随元淮带着余浅浅,在京城最繁华的街上逛了一整天。
他给她买了很多东西。黄金饰,珠玉钗环,凡是她说好看的,他都买下来。他带她去最好的茶楼喝茶,去最好的酒楼吃饭。临走的时候,还往她手里塞了一沓银票。
“想买什么就买,别省着。”他说。
余浅浅看着手里的银票,又看看他的背影,心里暖暖的。
她知道他不善言辞,可他用行动对她好。
可她想要的,不是这些。
她想看看他面具下的脸。
定国公的女儿站在窗前,望着街上的热闹,脸色铁青。
她叫柳如烟,是定国公的掌上明珠,从小娇生惯养,要什么有什么。
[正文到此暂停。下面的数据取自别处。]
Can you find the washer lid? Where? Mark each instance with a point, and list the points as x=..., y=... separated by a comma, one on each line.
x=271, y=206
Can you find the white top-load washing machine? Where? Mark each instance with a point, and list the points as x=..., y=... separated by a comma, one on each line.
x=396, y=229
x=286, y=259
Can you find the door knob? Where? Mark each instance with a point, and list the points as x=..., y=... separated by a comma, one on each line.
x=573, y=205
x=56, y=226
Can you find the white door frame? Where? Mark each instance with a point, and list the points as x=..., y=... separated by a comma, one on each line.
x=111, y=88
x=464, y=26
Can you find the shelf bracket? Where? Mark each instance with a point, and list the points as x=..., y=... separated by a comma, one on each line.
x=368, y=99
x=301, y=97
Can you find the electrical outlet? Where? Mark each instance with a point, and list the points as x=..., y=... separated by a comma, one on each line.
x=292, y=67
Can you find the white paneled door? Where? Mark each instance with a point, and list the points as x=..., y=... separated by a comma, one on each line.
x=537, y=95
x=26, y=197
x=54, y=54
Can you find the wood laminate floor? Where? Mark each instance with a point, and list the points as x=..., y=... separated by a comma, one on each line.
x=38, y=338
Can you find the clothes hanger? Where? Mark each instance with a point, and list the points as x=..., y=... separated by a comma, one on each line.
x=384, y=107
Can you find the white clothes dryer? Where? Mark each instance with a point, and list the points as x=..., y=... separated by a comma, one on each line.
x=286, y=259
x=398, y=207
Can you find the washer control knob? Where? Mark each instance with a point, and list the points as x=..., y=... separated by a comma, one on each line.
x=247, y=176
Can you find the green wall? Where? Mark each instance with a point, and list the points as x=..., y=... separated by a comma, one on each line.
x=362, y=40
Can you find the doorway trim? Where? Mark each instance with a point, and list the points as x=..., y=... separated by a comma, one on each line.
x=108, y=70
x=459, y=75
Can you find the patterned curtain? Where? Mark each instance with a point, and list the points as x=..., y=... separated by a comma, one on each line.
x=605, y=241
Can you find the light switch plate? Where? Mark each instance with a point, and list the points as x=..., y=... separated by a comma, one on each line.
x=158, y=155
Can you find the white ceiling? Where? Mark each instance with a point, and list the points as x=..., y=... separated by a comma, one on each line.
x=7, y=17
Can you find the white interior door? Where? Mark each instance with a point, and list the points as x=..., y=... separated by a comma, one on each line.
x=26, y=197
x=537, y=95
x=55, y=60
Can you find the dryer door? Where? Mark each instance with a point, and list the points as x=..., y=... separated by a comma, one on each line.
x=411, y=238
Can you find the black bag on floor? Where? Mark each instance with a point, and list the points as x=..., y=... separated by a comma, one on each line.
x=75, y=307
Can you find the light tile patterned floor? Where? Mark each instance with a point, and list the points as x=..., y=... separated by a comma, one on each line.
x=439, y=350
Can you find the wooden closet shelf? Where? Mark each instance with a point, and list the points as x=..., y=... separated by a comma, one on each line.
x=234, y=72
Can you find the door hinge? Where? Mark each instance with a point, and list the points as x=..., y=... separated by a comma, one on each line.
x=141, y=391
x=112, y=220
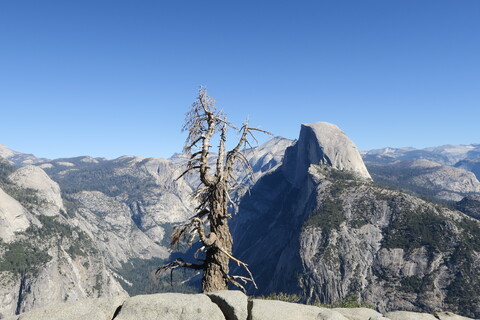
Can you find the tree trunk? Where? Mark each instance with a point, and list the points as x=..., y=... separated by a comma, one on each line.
x=215, y=274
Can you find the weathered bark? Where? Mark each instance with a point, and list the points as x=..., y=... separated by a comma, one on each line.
x=202, y=122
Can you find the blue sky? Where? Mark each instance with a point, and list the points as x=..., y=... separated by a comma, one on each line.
x=109, y=78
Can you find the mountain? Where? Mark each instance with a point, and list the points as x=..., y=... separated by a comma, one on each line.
x=313, y=224
x=87, y=227
x=446, y=174
x=425, y=178
x=447, y=154
x=329, y=233
x=44, y=258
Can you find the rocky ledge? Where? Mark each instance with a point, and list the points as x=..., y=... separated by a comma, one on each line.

唯独一件事,让她耿耿于怀。
她想嫁给镇国将军随元淮。
随元淮刚封将军,尚未娶妻,满京城的贵女都盯着他。她也托人去说亲,可长信王府连个回话都没有,直接拒了。
她柳如烟,被拒了。
这口气,她咽不下去。
最后定国公求了皇后皇帝赐婚还能悔婚。
如今,随元淮回来了。她偷偷去看过他,看见他骑在马上,身姿挺拔,气宇轩昂。虽然他戴着面具,可她就是觉得,那面具底下,一定是一张俊美的脸。
她更后悔了。
“爹,”她找到定国公,“我想嫁给随元淮。”
定国公看了她一眼,叹了口气:“如烟,他有侍妾了。”
“一个侍妾而已。”柳如烟冷笑,“大不了,让她消失。”
定国公沉默了一会儿,点了点头。
“爹帮你。”
那天晚上,余浅浅一个人在客栈里休息。随元淮有事外出,留她一个人。
忽然有人敲门。
她打开门,看见一个陌生的丫鬟,笑盈盈地递上一个食盒。
“是将军让送来的,说是给您宵夜。”
余浅浅接过食盒,道了谢,关上门。
她打开食盒,里面是一碗热气腾腾的银耳羹。她没有多想,喝了下去。
片刻之后,她开始觉得浑身软,头脑昏沉。
有人推门进来。
是定国公的女儿,柳如烟。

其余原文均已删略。